Inhaltsstoffe: Der Austernpilz ist reich an Vitaminen des B-Komplexes wie
u. a. B1
(Thiamin), B2 (Riboflavin), B5 (Niacin), B6 und B7 (Biotin). Darüber
hinaus enthält er Folsäure sowie die Vitamine C und D (Calciferol). Ein
Viertel der Trockensubstanz dieses Pilzes besteht aus Proteinen und
enthält alle essentiellen Aminosäuren. Sehr wichtige Inhaltsstoffe des
Pleurotus sind auch ß-Glukane (Polysaccharide), Pleuran und Lovastatin.
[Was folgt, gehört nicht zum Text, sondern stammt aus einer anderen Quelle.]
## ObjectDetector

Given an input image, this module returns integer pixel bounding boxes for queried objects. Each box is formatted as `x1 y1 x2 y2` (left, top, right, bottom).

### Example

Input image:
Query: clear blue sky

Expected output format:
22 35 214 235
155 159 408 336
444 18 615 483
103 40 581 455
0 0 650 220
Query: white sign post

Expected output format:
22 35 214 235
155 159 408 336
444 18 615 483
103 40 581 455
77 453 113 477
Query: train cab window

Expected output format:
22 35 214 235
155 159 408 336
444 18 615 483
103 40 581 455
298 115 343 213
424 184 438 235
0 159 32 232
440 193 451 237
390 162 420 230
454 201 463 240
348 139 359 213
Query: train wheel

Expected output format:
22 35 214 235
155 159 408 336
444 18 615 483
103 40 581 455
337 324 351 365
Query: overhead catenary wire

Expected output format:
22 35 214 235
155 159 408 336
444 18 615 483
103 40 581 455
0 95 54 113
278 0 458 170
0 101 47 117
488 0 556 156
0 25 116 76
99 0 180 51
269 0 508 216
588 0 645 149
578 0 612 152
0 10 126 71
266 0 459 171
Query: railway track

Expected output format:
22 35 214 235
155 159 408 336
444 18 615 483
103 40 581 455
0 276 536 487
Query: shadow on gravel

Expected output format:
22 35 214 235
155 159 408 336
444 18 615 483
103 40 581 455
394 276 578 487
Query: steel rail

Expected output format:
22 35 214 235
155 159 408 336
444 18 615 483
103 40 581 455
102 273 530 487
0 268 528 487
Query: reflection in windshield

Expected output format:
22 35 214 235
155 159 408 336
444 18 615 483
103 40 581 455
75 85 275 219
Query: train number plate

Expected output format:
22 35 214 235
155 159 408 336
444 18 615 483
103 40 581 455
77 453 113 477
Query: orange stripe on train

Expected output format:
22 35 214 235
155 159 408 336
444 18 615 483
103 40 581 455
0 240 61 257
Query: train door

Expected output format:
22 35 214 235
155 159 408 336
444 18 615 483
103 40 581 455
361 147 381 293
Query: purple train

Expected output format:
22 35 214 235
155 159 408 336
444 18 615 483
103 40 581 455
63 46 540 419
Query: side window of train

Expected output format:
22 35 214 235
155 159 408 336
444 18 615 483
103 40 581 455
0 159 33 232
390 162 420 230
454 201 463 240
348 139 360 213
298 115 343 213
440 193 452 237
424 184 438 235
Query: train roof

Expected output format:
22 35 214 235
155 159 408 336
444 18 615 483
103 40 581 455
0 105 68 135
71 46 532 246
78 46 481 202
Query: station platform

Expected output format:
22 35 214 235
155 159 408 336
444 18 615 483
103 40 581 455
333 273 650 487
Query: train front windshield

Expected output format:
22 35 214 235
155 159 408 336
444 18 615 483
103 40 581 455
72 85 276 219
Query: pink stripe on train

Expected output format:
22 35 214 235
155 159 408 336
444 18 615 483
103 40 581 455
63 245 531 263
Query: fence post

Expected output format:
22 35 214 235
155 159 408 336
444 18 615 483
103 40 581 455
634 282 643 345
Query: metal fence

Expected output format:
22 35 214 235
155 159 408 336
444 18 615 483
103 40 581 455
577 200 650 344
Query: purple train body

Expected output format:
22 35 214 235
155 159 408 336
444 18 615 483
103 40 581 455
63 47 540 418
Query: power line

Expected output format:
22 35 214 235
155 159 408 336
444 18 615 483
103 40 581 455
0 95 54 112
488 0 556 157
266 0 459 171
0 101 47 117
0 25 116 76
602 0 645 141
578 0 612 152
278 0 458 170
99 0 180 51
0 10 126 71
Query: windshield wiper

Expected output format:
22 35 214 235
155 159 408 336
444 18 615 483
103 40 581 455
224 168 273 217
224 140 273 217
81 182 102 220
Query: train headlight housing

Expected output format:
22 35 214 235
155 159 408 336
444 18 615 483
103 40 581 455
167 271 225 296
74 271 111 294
Geeignetes Substrat: Stroh, Papier,
Kaffeesatz, Fruchtfleisch von Kaffeebohnen, Laubholz (Pappel, Eiche,
Erle, Espe, Ahorn, Birke, Esche, Buche, Weide, Ulme)
Verwendung:
Speisepilz, Vitalpilz
Der Austernpilz ist ein sehr einfach zu züchtender Speisepilz. Das Myzel dieses Pilzes ist sehr robust, weshalb er einer der beliebtesten Zuchtpilze ist. Die Fruchtkörper erreichen einen Durchmesser von 5 - 15 cm. Der Hut ist graubraun bis violett, nach unten hin zu den Lamellen und beim Stiel geht die Farbe ins Weißliche über.
Taxonomie:
Klasse: Agaricomycetes
Unterklasse: Agaricomycetidae
Ordnung: Champignonartige (Agaricales)
Familie: Seitlingsverwandte (Pleurotaceae)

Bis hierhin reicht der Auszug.